285 S.W.2d 728 | Tex. Crim. App. | 1956
The offense is the unlawful transportation of gin and whisky in a dry area; the punishment, 60 days in jail and a fine of $100.00.
Inspector Pierce of the Texas Liquor Control Board testified that he observed the appellant drive up to a cafe in the city of Abilene and signal to one Harris who was inside. Harris came out and sat down in the front seat of the appellant’s automobile. Pierce approached them from the rear and saw the appellant get a fifth of gin from under a coat which was on the front seat between the men and lay it on top of the coat. Harris counted out some money and laid it on the seat. At this juncture, Pierce opened the door and said, “I have caught you this time, haven’t I?” Pierce testified that the appellant replied, “You damned sure have.” Pierce felt under the coat and recovered two fifths of whisky and placed the appellant under arrest.
Appellant and his witness Harris testified that they planned to go to a dance together on the night in question and the appellant had gotten the ardent spirits for the occasion at Big Spring earlier in the day. They explained the money on the seat by saying that Harris was attempting to pay for his share of the liquid refreshments which they planned to consume during the
The jury resolved the disputed issue, if any existed, against the appellant, and we find the evidence sufficient to support the conviction.

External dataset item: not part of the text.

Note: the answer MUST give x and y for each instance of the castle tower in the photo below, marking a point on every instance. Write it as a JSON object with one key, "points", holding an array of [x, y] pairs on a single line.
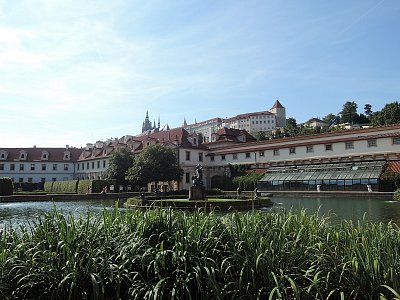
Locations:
{"points": [[146, 124], [280, 113]]}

The only question presented for review is jury argument which appellant contends was outside the record. As qualified, the bills recited that the prosecutor said:
“This witness (Harris) says that he has known the defendant and they have gone out together for several years, but he did not know where the defendant lived, or what kind of work he did or where he worked; he did know the defendant’s telephone number, and he knew it because this man is a bootlegger, a delivery boy.”
While being cross-examined, Harris had testified that he had known the appellant a long time but did not know where he lived or for whom he worked, how old he was or how much the appellant had been out of pocket for the joint stock of liquor they were to consume, but did state that he had gotten appellant’s telephone number from a relative.
Harris, who knew the appellant’s telephone number, but little else about him, was found seated in an automobile with the appellant, while a bottle of gin and some money were changing hands between them. The appellant had driven to his rendezvous with Harris and had two other bottles of intoxicants in his automobile.
These facts, we have concluded, were sufficient to authorize the argument of which the appellant herein complains. Hammond v. State, 138 Texas Cr. R. 641, 137 S.W. 2d 1025.
.Finding no reversible error, the judgment of the trial court is affirmed.